What is a whistleblower? Well, a data whistleblower is basically an individual who raises issues, sometimes subversively.
A data ‘whistlerblower’ is a ‘go to’ person, to whom employees can raise issues around data quality. It’s basically a role, which denotes someone whom anyone can go to, in order to express a confidential concern about the quality of a piece data. There could be more than one whistleblower, for example; you could have one for each department.
Alternatively, team members could take turns to be the data whistleblower. This might help to promote adoption of data as a corporate-wide asset, in which it is everyone’s interest to protect and maintain assiduously.
There are different ways in which this role could function. As a technical function, it could be as simple as setting up a wiki or a post-it noticeboard where people can go and record data quality issues anonymously or publicly. Alternatively, a more formal approach could be taken, whereby the data ‘whistleblower’ will take the collated data issues to a monthly business intelligence meeting.
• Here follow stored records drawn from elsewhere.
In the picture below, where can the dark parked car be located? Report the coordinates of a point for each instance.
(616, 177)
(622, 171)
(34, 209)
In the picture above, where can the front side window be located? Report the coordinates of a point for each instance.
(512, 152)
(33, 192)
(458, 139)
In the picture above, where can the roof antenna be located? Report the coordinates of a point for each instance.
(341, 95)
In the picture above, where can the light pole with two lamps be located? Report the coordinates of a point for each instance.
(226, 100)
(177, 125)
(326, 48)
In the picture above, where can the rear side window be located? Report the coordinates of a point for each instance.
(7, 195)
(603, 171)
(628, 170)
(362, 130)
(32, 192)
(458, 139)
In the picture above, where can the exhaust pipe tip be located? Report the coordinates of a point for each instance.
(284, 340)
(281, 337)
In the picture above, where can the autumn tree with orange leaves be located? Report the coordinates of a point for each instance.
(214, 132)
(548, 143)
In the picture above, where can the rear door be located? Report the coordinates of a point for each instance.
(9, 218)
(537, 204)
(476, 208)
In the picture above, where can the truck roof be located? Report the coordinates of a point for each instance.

Results and feedback regarding data quality issues could be given via a SharePoint portal, or a monthly email newsletter.
Why might you need a data whistleblower? In my experience, I’ve seen cases where team members don’t feel that they can raise data quality issues with source data owners, because it is simply too political and contentious, and they don’t want to be in the firing line. This could be an indicator of the ‘Anger’ stages in Data Quality: please read Jim Harris’ blog for more details on the Data Quality stages.
I’ve also seen cases of the Bystander Effect in data quality. The ‘Bystander Effect’ is where people don’t intervene to help when they see a problem, perhaps because they think that the problem is so well-known, or highly-visible, that someone somewhere must be doing something about it. In other words, they might see a problem and do nothing about it, because of the dissemination of responsibility throughout the organisation.
What would a ‘whistleblower’ role mean to a business? It would allow users to become more involved in the data quality issues in an organisation, thereby allowing the ‘business’ in business intelligence to have a greater say in shaping their own data. It also means that data quality, which should be a corporate habit rather than a one-off project, can be made a part of the business culture.
Data is a corporate asset that belongs to everybody, so everyone can help to look after it without risking their own comfort in the workplace; yes, data quality can be that contentious! The idea of a data ‘whistleblower’ is to try and find a way through it. If you have any other ideas, I’d love to hear about them!